Following this year’s Passover, I hosted Mimouna, a Moroccan Jewish holiday, with the Chicago AVODAH community. We celebrated with friends and neighbors, whose own diverse backgrounds – hailing from Israel, India, and Iran (to name a few), and faiths, such as Judaism, Christianity, and Islam, captured the spirit of the tradition.
Moroccan-Jews traditionally celebrate Mimouna at the end of chag, the evening of the last day of Passover. The door is left open and guests arrive without invitation. Family, friends and neighbors gather to break the week-long prohibition on eating leavened bread and mark the beginning of spring.
In Morocco, Jews invited their Muslim neighbors to their homes and it was customary for Muslim neighbors to bring a basket of yeast and flour. It was a gift to their Jewish neighbors that was much needed, since Jews could not buy flour at the market until the following day. The flour was used by the women of the house, who would gather to knead dough and prepare mufleta, a crepe filled with honey and butter, served at every Mimouna.

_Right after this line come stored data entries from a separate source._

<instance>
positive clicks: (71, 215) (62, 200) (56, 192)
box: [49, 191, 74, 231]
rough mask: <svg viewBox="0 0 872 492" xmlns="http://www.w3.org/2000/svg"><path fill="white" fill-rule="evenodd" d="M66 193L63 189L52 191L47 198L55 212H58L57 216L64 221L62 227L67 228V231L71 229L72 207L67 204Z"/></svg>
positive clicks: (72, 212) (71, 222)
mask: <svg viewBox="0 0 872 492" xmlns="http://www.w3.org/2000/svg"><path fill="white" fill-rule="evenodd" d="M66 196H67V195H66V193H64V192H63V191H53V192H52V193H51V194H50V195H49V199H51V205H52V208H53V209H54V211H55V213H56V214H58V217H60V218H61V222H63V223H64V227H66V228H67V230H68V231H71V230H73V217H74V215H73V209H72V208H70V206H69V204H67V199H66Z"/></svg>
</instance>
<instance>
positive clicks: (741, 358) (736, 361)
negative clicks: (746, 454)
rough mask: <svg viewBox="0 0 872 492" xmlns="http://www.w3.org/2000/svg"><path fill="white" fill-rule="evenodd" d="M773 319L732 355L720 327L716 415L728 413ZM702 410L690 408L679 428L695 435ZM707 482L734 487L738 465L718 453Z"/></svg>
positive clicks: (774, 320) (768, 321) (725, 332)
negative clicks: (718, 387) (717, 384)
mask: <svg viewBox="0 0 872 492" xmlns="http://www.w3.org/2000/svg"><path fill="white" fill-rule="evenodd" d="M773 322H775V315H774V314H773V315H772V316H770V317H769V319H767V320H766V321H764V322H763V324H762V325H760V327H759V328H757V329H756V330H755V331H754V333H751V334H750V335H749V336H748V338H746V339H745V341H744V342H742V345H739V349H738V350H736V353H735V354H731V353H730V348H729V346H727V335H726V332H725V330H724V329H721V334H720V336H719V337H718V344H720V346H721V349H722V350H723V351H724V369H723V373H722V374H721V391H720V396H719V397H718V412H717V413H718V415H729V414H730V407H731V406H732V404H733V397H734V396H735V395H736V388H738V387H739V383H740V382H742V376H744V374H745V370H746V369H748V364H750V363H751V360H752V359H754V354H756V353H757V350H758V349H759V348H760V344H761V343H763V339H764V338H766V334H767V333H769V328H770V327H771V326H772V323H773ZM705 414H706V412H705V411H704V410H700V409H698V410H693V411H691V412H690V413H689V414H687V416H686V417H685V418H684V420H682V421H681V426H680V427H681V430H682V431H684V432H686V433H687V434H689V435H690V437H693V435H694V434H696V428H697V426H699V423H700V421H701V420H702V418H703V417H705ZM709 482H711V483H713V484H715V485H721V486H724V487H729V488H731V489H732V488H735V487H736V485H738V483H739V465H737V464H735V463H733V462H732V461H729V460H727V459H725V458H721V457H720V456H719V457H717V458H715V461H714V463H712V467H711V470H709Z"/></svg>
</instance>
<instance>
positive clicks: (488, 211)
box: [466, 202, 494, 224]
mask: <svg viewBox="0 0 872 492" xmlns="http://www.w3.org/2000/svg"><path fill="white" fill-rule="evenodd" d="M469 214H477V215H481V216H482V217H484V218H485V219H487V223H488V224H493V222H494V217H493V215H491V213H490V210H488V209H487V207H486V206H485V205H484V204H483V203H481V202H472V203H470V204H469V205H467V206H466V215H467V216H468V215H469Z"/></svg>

Apart from the usual festivities of wine and the mufletas, Chicago-based, Egyptian-Lebanese musician, Rami Gabriel, played a few Middle Eastern musical pieces on the Oud. The Oud is a pear shaped spring instrument common in North African and Middle Eastern musical traditions. The music of the Oud mesmerized everyone, transporting them to a different place and another culture. Rami played the Ladino version of Tzur Mishelo, (a Jewish song traditionally sung on the Shabbat) and I felt transported to my synagogue’s Seuda Shlishit (the third meal eaten on the afternoon of Shabbat). This music awakens a part of me, so much of it sounds like prayers from the high holidays.

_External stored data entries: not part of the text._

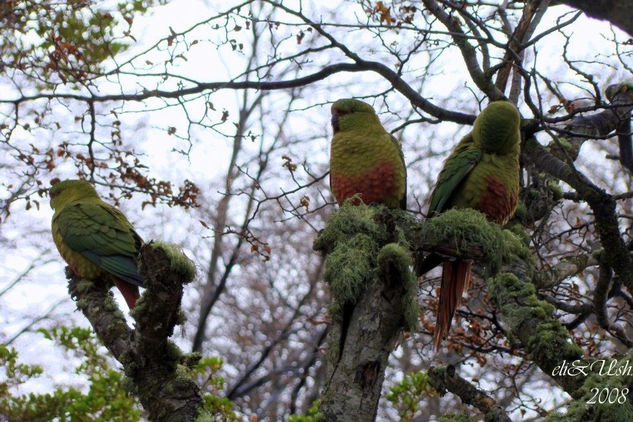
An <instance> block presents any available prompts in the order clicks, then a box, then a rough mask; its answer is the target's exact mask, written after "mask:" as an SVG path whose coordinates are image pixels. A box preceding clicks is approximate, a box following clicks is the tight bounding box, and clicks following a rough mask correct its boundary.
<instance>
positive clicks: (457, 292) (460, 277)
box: [433, 259, 472, 350]
mask: <svg viewBox="0 0 633 422" xmlns="http://www.w3.org/2000/svg"><path fill="white" fill-rule="evenodd" d="M471 267H472V261H462V260H459V259H456V260H453V261H444V264H443V269H442V285H441V287H440V302H439V304H438V307H437V318H436V321H435V331H434V332H433V348H434V349H435V350H438V349H439V348H440V345H441V344H442V339H444V337H445V336H446V334H448V330H449V329H450V328H451V321H452V320H453V316H454V315H455V311H456V310H457V305H458V304H459V301H460V299H461V297H462V293H463V292H464V290H468V287H469V286H470V279H471V271H470V270H471Z"/></svg>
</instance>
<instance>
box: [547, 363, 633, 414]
mask: <svg viewBox="0 0 633 422" xmlns="http://www.w3.org/2000/svg"><path fill="white" fill-rule="evenodd" d="M611 364H612V365H613V366H612V367H611V368H610V367H609V365H611ZM631 365H633V351H630V352H629V353H628V354H627V355H625V356H623V357H621V358H620V359H598V360H594V361H593V362H592V364H591V366H589V367H588V368H589V369H588V371H589V373H590V375H589V377H587V379H586V381H585V382H584V384H583V386H582V387H581V388H580V389H579V390H578V391H576V394H574V396H575V398H576V399H575V400H574V401H572V402H571V403H570V405H569V406H568V407H567V409H566V410H567V414H565V415H558V414H555V415H552V416H551V417H549V418H548V419H547V420H548V422H554V421H555V422H563V421H564V422H572V421H573V422H585V421H587V422H592V421H596V422H597V421H601V422H621V421H632V420H633V405H632V404H631V401H630V399H628V398H629V397H630V391H631V384H633V375H628V372H633V370H631ZM618 368H620V372H622V374H618ZM601 392H603V396H602V398H601V397H600V393H601ZM608 393H611V397H610V398H611V401H612V403H609V394H608ZM604 394H606V395H607V397H606V399H605V397H604ZM600 401H603V402H604V403H600Z"/></svg>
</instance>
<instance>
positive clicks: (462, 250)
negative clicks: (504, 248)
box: [423, 209, 505, 274]
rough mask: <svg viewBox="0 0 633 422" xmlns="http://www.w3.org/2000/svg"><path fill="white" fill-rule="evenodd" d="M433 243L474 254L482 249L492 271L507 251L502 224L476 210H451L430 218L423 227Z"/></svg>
mask: <svg viewBox="0 0 633 422" xmlns="http://www.w3.org/2000/svg"><path fill="white" fill-rule="evenodd" d="M423 233H424V238H425V240H426V242H427V243H429V244H437V245H442V246H444V247H449V248H451V249H454V251H455V253H456V254H457V255H464V256H468V255H472V251H473V250H475V251H479V252H480V254H481V255H482V259H481V262H485V263H486V266H485V267H486V270H487V273H488V274H493V273H494V272H495V271H496V270H497V269H498V268H499V266H500V264H501V262H502V260H503V253H504V250H505V249H504V236H503V234H502V231H501V228H500V227H499V225H497V224H494V223H490V222H489V221H488V220H487V219H486V216H485V215H484V214H482V213H480V212H479V211H476V210H473V209H450V210H448V211H446V212H444V213H442V214H440V215H438V216H437V217H433V218H431V219H430V220H428V221H427V223H426V225H425V226H424V228H423Z"/></svg>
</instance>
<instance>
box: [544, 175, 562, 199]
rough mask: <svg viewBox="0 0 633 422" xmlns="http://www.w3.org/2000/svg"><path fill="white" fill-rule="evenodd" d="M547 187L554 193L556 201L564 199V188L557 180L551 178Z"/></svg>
mask: <svg viewBox="0 0 633 422" xmlns="http://www.w3.org/2000/svg"><path fill="white" fill-rule="evenodd" d="M547 187H548V189H549V190H550V192H551V193H552V199H554V201H559V200H561V199H563V189H562V188H561V187H560V184H558V182H557V181H555V180H550V181H549V183H548V184H547Z"/></svg>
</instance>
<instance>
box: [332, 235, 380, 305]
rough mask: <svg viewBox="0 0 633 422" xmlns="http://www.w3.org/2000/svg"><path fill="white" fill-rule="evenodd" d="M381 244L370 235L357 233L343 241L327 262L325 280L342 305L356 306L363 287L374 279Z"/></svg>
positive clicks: (335, 296) (332, 292)
mask: <svg viewBox="0 0 633 422" xmlns="http://www.w3.org/2000/svg"><path fill="white" fill-rule="evenodd" d="M377 249H378V244H377V243H376V242H375V241H374V240H373V239H372V238H371V237H369V236H368V235H365V234H357V235H355V236H353V237H352V238H351V239H349V240H347V241H344V242H340V243H339V244H338V245H337V247H336V248H335V249H334V250H333V251H332V252H331V253H330V254H329V255H328V257H327V260H326V269H325V280H326V281H327V282H328V283H329V284H330V291H331V292H332V295H333V296H334V298H335V299H336V300H337V301H338V302H340V303H356V299H357V297H358V295H359V294H360V292H361V291H362V289H363V288H365V287H366V286H368V285H369V283H371V282H372V281H373V279H374V277H373V269H374V267H375V263H374V259H375V258H374V257H375V256H376V253H377Z"/></svg>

It was an interesting realization that occurred to me as this music was playing. This music and culture is a part of my culture, and it is a part of Jewish culture. For many of my fellow American AVODAHniks, raised on yiddishkeit and a Reform tradition deeply rooted in Western Europe, listening to the Oud was an experience of observing and learning about someone else’s culture. Yet when I join in singing to tunes of kiddush and songs at every communal Shabbat, that I have learned by now, but which remain foreign to me, there is an assumption that here there is a shared Jewish culture. This, I believe, really prompts us to ask in what ways can we truly build, pluralistic Jewish communities that are inclusive to our diverse traditions.
Celebrating Mimouna was not so much for me, sharing a tradition with which I was raised, but rather an attempt to tap into a rich cultural repertoire, that I did not have access to growing up. My parents were born in Casblanca, at a time that it was French protectorate, and neither were fully immersed in Moroccan culture. I grew up in Israel, in complete ignorance of their country of origin, in schools that taught me the history and traditions of Ashkenazi Eastern European Jews, and rarely acknowledged the rich and diverse history of Mizrahi Jews of Middle Eastern and North African origin. It is difficult to convey the sense of loss of growing-up in a cultural void and the ongoing search to recover a sense of history and a lost narrative.
Although celebrations of Mimouna continue today around the world by a vibrant Moroccan-Jewish diaspora, in Israel, France, the U.S and Canada, Mimouna has lost the complicated web of meanings in which it was embedded. Mimouna was a reflection on the relationship between Jews and Muslims, and a testimony to the strong relations and peaceful coexistence between the two communities.
As Israel recently celebrated its 63rd birthday, it is heart warming to see that Mimouna celebrations have finally moved from the periphery, as a tradition of a marginalized community, to the mainstream where it is embraced across the society and widely attended by politicians. Those same politicians, however, have also pursued policies marginalizing other neighbors: Arab citizens of Israel. The Nakbah law came into effect this year, revoking government funding from organizations that publicly mark the catastrophe of the Palestinian people in 1948, effectively silencing their narrative.
Beyond the food and music, the celebration of Mimouna at the Chicago AVODAH community, was an attempt to recapture a silenced narrative of Moroccan Jews that celebrates peaceful coexistence, while using it as a bridge to build relationships with individuals, across national and religious backgrounds. I am hopeful that as Jews pursuing social justice we can learn to revisit and tap into the richness of our histories, knowing that not only can they bring us joy, but also power to pursue the change we wish to see in the world.